Из будки КПП в эти воскресные дни можно было и насмотреться и наслушаться всего. Навестить курсантов приезжали родственники отовсюду – из Голодной степи, Чирчика, даже из Ленинабада и Бухары. А семья Мамраимова – отец, жена, ребятишки – в один из дней заявилась из своего горного кишлака на трех ишаках. Алексей сам побежал разыскивать друга.
– Рустам, быстро на выход! Там к тебе целый кавалерийский эскадрон прибыл.
Мамраимов брился, смахнув со щек мыльную пену, вскочил.
– О аллах, спасибо, что не оставляешь своею милостью и политсостав. Теперь, Алеша, и мы покурим. – На ходу натягивая гимнастерку, он устремился к двери.
Смотреть на эти короткие воскресные встречи было занятно, и ничего схожего с завистью Алексей не испытывал. Слишком тягостный осадок, нет, даже не осадок, а мрачные пласты отягощали душу, лишь стоило вспомнить ту, которую он когда-то любил. Сейчас все это хотелось забыть, навсегда забыть, не упоминать даже мысленно ее имя. Все, пожалуй, мог бы простить, но лицемерие в любви, ложь?.. Это не прощается… И хорошо, что разрыв их произошел до войны, что его не ждет удар в спину… А Цурикова, видно, и до сих пор влюблена в своего доцента… Как засияли глаза! И жена Мамраимова тоже защебетала нечто такое, соловьиное, нежное, что понятно даже тому, кто ни бельмеса не понимает по-узбекски… Стоп, Алексей, вот, кажется, ты уже позавидовал!.. Он отвернулся, стал смотреть в другую сторону…
В неприятную обязанность дежурного входило не допускать у КПП толкучки, следить за тем, чтобы не собирались зеваки или же бабки, подторговывающие разным незамысловатым товаром – семечками, орехами, урюком. Но сейчас здесь не было никого, кроме какой-то одинокой женщины, которая стояла поодаль от проходной, явно робея, не решаясь подойти поближе. Зябнущая на холодном мартовском ветру в своем легоньком, нездешнего покрой пальтишке, она, однако, была с пустыми руками. Ждала? Кого? Вот она остановила одного курсанта, что-то спросила, тот отрицательно качнул головой; остановила другого – и тоже, видимо, напрасно. Алексей не выдержал и, поправив красную повязку на рукаве, шагнул с крыльца, направился к ней.
– Вы что здесь стоите? – окликнул он и тут же устыдился своего строгого голоса.

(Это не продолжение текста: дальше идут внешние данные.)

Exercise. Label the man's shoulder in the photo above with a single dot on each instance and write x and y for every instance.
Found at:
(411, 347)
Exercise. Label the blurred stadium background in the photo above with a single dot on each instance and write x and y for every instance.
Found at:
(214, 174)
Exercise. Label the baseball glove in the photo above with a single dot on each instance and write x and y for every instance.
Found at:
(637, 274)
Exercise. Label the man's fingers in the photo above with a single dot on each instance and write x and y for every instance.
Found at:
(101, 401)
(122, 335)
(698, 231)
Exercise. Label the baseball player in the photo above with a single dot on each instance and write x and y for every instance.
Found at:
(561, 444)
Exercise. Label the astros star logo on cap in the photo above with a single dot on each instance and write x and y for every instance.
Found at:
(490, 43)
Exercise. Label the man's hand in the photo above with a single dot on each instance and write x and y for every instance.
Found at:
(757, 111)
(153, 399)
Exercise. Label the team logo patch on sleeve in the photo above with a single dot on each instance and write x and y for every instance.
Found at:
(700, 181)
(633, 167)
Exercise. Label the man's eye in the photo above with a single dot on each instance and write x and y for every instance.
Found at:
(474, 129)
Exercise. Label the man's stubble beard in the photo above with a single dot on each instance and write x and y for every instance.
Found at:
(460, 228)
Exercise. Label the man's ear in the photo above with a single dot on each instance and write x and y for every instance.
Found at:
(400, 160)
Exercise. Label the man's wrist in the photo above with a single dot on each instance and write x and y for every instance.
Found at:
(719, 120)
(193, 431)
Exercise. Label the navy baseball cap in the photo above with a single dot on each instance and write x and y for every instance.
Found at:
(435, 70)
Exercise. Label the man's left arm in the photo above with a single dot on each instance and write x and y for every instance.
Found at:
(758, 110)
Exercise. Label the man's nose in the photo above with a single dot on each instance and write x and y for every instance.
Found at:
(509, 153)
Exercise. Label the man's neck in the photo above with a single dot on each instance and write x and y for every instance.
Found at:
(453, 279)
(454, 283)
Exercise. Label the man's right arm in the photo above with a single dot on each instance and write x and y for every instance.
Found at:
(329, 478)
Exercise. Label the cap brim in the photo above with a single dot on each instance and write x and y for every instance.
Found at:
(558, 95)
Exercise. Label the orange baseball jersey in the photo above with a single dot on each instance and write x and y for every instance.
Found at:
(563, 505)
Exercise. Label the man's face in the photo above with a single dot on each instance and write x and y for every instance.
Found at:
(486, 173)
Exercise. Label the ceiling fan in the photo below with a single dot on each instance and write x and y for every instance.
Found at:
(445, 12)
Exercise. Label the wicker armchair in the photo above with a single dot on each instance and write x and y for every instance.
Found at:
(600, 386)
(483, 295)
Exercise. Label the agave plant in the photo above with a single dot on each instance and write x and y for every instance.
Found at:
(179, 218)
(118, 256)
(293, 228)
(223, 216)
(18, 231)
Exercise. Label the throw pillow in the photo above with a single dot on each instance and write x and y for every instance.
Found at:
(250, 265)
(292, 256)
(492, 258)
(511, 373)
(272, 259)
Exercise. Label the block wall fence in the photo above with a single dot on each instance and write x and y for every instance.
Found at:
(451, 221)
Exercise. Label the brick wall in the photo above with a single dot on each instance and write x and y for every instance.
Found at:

На него глянули снизу вверх такие милые, мирные, просветленные задушевностью и спокойствием глаза, что смутить их – а они смутились, растерялись – бесцеремонным солдафонским возгласом самому показалось непростительной грубостью.
– Вы это мне? – спросила она, напрягаясь всем лицом так, как это делают глуховатые люди.
– Да, вы кого-либо ждете?
– Нет, я просто так, – торопливо проговорила она. – Я спрашивала, может быть, кому-нибудь надо постирать или погладить… Если нельзя, если запрещаете, извините… я уйду.
– Нет, почему же, спрашивайте… Только вряд ли… Вы что, не местная разве? – поинтересовался Алексей, про себя определив ее неискушенность и неопытность. Местные обращались с предложением таких услуг не к курсантам – что курсанту стирать, для него есть прачечная, – а к начальствующему составу, к преподавателям.
– Нет, нездешняя, из России. Я тут с мамой неподалеку живу… Я могла бы к утру все сделать, быстро и хорошо. Честное слово!
– Ну, меня бы вам уговаривать не пришлось, – шутливо заверил он. – Жаль, однако, что ничего нет. Что ж, подождите других.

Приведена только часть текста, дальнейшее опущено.